Yang Yuting (楊宇霆 (杨宇霆, Yáng Yǔtíng, Yang Yü-t'ing); 1886 – 10 January 1929) was a Chinese general in the Fengtian Army and Military Governor (warlord) of Jiangsu during the early period of the Republic of China (Beiyang government) from August to November 1925. He was executed by Zhang Xueliang during a political power struggle.

==Biography==
A native of Shenyang, Yang was sent to Japan by the Qing government in 1904 to study at the Tokyo Shimbu Gakko, a military preparatory school. He continued his education at the Imperial Japanese Army Academy, specializing in artillery. He returned to China after the Xinhai Revolution of 1911 and served in various military posts in the Beiyang government, and was chief of staff to Zhang Zuolin, the founder of the Fengtian clique, during the First Zhili–Fengtian War of 1922 and the Second Zhili–Fengtian War of 1924. He was governor of Jiangsu Province from August–November 1925. During Guo Songling's uprising against Zhang Zuolin (Anti-Fengtian War), he was forced to retreat to Dalian and seek help from the Japanese Kwantung Army.

In 1928, after the assassination of Zhang Zuolin in the Huanggutun Incident, Yang came into increasing conflict with Zhang's son and heir, Zhang Xueliang.

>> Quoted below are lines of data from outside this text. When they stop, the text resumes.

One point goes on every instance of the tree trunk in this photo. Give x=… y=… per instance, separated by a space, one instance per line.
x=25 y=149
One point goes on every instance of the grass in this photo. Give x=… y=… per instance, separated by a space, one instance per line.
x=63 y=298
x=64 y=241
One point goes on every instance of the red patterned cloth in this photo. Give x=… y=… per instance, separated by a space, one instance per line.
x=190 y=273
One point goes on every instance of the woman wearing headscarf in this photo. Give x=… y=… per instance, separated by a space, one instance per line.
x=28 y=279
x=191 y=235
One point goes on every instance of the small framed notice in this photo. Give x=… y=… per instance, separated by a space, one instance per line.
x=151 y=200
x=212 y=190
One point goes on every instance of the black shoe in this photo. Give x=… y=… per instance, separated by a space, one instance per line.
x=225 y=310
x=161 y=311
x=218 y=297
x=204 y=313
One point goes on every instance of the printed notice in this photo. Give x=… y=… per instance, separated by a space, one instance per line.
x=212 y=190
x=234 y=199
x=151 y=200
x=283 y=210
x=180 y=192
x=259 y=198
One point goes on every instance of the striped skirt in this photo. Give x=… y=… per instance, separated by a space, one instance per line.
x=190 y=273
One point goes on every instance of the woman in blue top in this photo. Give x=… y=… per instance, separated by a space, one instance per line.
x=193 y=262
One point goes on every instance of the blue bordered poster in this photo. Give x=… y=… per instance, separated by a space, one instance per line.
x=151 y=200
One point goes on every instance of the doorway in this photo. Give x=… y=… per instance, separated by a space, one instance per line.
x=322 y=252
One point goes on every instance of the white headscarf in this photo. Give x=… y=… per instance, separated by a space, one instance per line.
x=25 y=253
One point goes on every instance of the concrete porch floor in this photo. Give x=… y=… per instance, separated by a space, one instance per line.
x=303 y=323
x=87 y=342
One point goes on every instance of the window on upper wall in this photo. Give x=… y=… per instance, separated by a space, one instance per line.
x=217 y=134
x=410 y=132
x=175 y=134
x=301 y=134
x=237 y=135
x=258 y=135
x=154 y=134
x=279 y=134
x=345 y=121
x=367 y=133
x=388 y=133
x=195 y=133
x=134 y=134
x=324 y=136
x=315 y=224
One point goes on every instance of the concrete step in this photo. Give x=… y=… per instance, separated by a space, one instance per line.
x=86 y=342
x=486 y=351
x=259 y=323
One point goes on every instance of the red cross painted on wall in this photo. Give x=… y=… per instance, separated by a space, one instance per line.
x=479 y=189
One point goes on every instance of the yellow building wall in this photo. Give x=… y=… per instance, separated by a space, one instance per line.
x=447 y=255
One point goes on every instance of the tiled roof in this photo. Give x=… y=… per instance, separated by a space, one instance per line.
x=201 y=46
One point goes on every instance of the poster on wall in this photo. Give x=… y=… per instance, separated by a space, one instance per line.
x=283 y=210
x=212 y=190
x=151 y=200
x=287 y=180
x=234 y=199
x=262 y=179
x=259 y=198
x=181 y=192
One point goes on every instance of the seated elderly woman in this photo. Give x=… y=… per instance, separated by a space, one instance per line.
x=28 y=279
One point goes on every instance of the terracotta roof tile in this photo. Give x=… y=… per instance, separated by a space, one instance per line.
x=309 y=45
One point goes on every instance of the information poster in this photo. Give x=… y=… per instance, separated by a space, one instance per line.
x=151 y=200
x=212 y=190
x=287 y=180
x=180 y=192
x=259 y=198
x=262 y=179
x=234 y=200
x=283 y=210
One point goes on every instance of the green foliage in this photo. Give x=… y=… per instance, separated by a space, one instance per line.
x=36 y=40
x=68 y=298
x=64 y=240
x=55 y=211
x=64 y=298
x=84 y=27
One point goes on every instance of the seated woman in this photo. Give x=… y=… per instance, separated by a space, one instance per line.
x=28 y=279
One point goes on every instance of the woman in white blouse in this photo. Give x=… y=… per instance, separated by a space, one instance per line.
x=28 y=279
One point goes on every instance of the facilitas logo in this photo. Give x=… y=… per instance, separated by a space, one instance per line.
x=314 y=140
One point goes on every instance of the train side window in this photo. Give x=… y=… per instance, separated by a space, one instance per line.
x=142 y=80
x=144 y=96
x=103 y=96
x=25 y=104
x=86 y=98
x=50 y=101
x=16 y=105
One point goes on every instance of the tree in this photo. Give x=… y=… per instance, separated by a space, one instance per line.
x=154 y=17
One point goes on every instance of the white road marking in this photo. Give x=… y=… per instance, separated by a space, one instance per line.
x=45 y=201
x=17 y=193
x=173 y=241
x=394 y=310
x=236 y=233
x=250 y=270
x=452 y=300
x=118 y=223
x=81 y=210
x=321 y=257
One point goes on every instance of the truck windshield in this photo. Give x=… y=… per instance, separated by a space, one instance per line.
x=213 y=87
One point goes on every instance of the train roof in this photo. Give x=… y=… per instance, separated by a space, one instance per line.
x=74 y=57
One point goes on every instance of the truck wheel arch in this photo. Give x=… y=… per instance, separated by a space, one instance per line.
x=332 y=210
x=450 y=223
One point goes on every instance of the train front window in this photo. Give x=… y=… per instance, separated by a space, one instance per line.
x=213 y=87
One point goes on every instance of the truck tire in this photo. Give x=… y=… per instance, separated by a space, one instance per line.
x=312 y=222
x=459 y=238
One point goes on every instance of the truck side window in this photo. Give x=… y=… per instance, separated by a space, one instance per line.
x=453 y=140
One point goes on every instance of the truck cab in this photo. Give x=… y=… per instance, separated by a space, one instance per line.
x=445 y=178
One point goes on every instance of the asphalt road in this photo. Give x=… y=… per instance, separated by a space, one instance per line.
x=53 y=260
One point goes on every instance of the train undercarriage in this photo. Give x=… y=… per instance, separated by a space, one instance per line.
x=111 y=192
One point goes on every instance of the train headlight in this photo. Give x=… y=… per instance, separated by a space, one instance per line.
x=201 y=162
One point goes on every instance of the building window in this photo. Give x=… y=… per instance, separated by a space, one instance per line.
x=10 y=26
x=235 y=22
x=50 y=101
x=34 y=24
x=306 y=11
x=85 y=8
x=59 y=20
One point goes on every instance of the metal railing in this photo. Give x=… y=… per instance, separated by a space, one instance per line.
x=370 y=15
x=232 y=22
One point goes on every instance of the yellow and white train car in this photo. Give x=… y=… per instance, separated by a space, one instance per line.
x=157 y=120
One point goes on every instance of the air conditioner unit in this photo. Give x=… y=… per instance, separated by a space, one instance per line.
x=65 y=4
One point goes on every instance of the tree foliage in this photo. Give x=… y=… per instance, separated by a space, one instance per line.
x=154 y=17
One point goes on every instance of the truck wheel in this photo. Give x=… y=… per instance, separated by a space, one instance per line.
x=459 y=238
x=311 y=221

He was particularly opposed to the Northeast Flag Replacement, which united Manchuria with the Kuomintang government of the Republic of China.

On 10 January 1929, he was among a group of generals invited to Zhang's home, ostensibly for a game of mahjong. Zhang arrested the generals, held trials that night, and had them executed. This allowed Zhang to replace leaders from his father's administration with those whom Zhang deemed more loyal.